Der König betritt die Bühne. Die Haube, Mütze, Kappe oder wie auch immer der Name der Kopfbedeckung sein mag, sitzt nur mehr schief und krumm auf seinem aristokratischen Haupt, und der Schweiß hat nicht nur seine Stirn gezeichnet, sondern auch deutliche Spuren unter seinen Armen hinterlassen. Begleitet wird er von Ömmes, der seine Schürze mittlerweile  abgelegt und sich stattdessen mit einem musikalischen Accessoire ausgerüstet hat, einer aufblasbaren Gitarre. Die beiden sollen nun also den Mainact, das Highlight, die Klimax dieser Festivität bilden. Und das gelingt ihnen auf gewisse Weise auch, denn ihre Interpretation des Bryan Adams-Hits: Summer of ´69 ist nicht einmal mehr als Realsatire zu bezeichnen.

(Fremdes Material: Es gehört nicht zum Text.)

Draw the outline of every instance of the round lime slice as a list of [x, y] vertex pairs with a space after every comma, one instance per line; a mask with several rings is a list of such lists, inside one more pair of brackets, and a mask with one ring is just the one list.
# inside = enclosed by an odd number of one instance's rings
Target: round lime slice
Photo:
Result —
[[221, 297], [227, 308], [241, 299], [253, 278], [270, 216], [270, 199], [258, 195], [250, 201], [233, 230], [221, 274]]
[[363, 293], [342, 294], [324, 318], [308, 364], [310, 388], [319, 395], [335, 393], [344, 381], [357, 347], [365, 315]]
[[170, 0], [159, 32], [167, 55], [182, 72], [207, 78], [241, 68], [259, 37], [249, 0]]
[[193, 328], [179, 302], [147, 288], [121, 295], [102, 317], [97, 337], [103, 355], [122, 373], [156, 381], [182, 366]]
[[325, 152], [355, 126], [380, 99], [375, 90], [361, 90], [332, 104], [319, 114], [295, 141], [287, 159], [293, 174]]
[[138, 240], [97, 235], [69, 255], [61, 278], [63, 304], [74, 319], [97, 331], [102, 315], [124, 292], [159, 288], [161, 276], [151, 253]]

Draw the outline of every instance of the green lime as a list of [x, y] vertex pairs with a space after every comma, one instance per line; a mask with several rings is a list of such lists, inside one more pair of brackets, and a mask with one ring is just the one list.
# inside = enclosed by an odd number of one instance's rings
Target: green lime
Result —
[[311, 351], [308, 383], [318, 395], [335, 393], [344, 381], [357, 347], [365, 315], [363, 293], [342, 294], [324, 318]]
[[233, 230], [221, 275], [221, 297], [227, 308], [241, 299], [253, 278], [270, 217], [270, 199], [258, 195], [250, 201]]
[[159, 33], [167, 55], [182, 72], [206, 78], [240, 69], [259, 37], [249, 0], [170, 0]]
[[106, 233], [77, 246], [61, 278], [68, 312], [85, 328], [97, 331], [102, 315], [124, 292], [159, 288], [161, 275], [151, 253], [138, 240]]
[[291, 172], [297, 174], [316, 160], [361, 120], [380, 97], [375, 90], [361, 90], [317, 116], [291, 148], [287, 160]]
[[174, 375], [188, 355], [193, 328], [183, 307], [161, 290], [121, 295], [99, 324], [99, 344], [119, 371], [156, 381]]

Vielmehr hätte ich mir lieber ein Konzert der Gruppe „Squirrel-Eating Warlords“ angeschaut, als dies ertragen zu müssen: Der König der Schützen übernimmt irgendwann die „Luftgitarre“ seines kongenialen Duopartners „hottet“, wie er wohl sagen würde, so richtig zu dieser „geilen Scheibe“ ab, während Ömmes sich, unter dem johlenden Beifall des Publikums, seiner Kleider entledigt.

Mehr kann ich leider von dieser Veranstaltung nicht berichten, denn meine Schmerzgrenze ist an diesem Punkt weit überschritten. Ich gehe nach Hause und muss gucke noch ein paar Stunden NeunLive. Endlich normale Leute!